- Born: Albert Valentine Chin
- Origin: Kingston, Jamaica
- Genres: Reggae
- Instrument: Guitar
- Years active: 1960s–present

= Valentine Chin =

Jamaican guitarist

Albert Valentine "Tony" Chin is a Jamaican guitarist, who has collaborated with many reggae artists including Bob Marley, Dennis Brown, Gregory Isaacs, Freddie McGregor, Bunny Wailer, Big Youth, U-Roy, Max Romeo, Don Carlos, Mikey Dread, Burning Spear, Johnny Clarke and many others.

He started as a drummer but he switched to guitar when he teamed up with bassist George "Fully" Fullwood to form the Riddim Raiders in the late 60s playing rocksteady. It was the same band which later evolved to the Soul Syndicate, a backing band on countless reggae tracks, They recorded for Keith Hudson, Niney the Observer, and Bunny Lee, and other Jamaican record producers.

Quite a distinct sound to his guitar playing, Chin played a crucial part in the "flyers" sound of the mid-1970s, popularised by Bunny Lee.

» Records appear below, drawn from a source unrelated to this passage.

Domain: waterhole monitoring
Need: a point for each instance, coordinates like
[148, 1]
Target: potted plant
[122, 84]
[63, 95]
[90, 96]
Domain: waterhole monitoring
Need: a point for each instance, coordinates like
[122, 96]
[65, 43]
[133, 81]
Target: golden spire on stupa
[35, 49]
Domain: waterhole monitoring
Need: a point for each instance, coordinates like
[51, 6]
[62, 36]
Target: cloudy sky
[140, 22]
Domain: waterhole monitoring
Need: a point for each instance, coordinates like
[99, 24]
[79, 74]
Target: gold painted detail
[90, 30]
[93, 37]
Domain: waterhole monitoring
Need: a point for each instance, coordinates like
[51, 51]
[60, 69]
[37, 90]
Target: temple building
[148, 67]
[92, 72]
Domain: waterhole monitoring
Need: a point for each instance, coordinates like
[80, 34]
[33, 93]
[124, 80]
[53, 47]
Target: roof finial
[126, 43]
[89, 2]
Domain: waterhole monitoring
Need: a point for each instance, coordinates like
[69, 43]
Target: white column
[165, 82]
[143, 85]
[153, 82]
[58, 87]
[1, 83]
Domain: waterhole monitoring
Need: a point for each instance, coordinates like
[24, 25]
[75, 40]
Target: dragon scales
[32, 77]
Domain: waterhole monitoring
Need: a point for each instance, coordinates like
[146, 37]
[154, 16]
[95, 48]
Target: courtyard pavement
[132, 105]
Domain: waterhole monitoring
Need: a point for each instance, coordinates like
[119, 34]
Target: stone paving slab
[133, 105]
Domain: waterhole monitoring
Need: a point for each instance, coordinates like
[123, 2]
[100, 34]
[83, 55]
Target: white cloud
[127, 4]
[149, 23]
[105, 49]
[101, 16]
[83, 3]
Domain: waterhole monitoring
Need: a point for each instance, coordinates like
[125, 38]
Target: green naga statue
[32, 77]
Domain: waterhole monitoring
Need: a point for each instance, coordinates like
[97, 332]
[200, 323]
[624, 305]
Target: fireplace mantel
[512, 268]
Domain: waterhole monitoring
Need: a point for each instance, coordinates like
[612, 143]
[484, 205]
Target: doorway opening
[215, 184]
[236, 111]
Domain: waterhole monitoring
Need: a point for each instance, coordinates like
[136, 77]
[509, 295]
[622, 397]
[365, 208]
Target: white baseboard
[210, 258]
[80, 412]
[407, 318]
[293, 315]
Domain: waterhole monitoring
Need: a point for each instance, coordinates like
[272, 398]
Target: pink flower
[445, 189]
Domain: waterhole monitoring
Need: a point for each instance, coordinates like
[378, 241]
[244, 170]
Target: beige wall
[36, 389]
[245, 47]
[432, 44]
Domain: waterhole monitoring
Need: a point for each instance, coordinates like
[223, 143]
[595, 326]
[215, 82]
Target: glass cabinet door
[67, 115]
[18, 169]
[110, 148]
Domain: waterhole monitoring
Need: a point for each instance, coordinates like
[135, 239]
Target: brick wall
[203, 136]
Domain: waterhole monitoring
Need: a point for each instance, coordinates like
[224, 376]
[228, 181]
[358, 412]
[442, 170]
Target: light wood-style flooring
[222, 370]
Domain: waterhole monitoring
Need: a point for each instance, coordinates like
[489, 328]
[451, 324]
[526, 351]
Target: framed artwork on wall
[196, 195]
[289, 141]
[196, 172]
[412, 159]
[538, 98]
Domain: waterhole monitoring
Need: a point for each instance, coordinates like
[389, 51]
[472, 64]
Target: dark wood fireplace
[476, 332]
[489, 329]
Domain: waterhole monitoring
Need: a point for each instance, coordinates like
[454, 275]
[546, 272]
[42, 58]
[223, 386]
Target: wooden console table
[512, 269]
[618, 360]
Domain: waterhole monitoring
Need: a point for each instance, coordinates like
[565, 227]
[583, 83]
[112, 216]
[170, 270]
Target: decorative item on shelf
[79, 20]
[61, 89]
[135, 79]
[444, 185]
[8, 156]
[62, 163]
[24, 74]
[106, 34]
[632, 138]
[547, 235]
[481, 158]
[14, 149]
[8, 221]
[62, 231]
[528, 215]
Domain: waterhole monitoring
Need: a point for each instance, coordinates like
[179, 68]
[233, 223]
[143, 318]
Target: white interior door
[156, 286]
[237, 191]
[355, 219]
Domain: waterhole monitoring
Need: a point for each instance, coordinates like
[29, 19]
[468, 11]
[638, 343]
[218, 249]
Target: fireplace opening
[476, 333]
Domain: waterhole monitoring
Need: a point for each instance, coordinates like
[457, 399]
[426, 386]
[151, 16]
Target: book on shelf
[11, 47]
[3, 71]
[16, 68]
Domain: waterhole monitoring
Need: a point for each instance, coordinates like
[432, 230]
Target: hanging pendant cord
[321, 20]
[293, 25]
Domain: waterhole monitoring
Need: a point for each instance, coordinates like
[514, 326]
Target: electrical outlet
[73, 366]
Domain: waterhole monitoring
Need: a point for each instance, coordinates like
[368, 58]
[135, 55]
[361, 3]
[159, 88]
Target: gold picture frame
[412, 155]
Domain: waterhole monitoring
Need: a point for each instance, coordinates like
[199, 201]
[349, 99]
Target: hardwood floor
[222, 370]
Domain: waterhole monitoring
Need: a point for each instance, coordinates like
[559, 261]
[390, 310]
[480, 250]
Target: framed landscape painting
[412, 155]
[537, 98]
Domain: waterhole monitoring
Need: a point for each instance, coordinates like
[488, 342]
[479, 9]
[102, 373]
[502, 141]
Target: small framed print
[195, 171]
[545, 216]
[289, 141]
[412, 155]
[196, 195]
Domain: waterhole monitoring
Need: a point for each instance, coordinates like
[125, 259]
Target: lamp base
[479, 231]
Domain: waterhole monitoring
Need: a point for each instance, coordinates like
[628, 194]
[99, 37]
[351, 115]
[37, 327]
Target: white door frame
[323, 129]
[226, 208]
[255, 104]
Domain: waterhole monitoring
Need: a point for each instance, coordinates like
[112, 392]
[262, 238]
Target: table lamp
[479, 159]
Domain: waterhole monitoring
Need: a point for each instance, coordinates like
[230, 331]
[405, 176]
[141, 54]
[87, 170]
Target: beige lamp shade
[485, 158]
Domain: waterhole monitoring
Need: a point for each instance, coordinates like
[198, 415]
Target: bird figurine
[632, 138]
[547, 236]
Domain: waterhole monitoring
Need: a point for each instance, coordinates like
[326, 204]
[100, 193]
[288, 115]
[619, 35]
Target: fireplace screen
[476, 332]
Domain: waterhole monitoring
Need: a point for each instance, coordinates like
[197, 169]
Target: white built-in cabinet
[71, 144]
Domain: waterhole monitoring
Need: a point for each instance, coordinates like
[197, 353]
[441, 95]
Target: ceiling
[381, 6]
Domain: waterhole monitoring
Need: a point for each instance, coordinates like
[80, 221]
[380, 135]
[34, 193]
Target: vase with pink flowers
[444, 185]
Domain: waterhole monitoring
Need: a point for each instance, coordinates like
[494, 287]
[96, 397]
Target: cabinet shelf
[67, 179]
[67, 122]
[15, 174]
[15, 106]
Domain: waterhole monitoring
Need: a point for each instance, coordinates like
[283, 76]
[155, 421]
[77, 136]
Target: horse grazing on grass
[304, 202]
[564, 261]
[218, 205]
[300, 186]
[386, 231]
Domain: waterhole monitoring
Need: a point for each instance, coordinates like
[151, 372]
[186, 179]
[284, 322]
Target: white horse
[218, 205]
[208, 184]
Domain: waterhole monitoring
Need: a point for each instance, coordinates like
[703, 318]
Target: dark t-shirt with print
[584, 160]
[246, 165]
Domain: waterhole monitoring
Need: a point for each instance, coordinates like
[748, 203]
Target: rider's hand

In the 1981 Chin moved to California, joining forces with Jack Miller and his International Reggae All Star and playing played in the band that supported Peter Tosh's son Andrew Tosh. In the 1990s. Chin lived in Florida, where he joined the successful US reggae band Big Mountain. He currently lives in Los Angeles and plays with Soul Syndicate bassist George "Fully" Fullwood.